Pair Corralation between 516220 and Zhejiang Publishing
Assuming the 90 days trading horizon 516220 is expected to generate 0.97 times more return on investment than Zhejiang Publishing. However, 516220 is 1.03 times less risky than Zhejiang Publishing. It trades about 0.16 of its potential returns per unit of risk. Zhejiang Publishing Media is currently generating about 0.09 per unit of risk. If you would invest 54.00 in 516220 on September 13, 2024 and sell it today you would earn a total of 13.00 from holding 516220 or generate 24.07% return on investment over 90 days.

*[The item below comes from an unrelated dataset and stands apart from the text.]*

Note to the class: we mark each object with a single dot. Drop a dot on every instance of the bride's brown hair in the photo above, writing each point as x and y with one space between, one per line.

Time Period | 3 Months [change] |
Direction | Moves Together |
Strength | Weak |
Accuracy | 100.0% |
Values | Daily Returns |
516220 vs. Zhejiang Publishing Media
Performance |
Timeline |
516220 |
Zhejiang Publishing Media |
516220 and Zhejiang Publishing Volatility Contrast
Predicted Return Density |
Returns |
Pair Trading with 516220 and Zhejiang Publishing
The main advantage of trading using opposite 516220 and Zhejiang Publishing positions is that it hedges away some unsystematic risk. Because of two separate transactions, even if 516220 position performs unexpectedly, Zhejiang Publishing can make up some of the losses. Pair trading also minimizes risk from directional movements in the market. For example, if an entire industry or sector drops because of unexpected headlines, the short position in Zhejiang Publishing will offset losses from the drop in Zhejiang Publishing's long position.The idea behind 516220 and Zhejiang Publishing Media pairs trading is to make the combined position market-neutral, meaning the overall market's direction will not affect its win or loss (or potential downside or upside). This can be achieved by designing a pairs trade with two highly correlated stocks or equities that operate in a similar space or sector, making it possible to obtain profits through simple and relatively low-risk investment.Zhejiang Publishing vs. Western Mining Co | Zhejiang Publishing vs. Linewell Software Co | Zhejiang Publishing vs. Shanghai Ziyan Foods | Zhejiang Publishing vs. Youyou Foods Co |
Check out your portfolio center.Note that this page's information should be used as a complementary analysis to find the right mix of equity instruments to add to your existing portfolios or create a brand new portfolio. You can also try the Fundamentals Comparison module to compare fundamentals across multiple equities to find investing opportunities.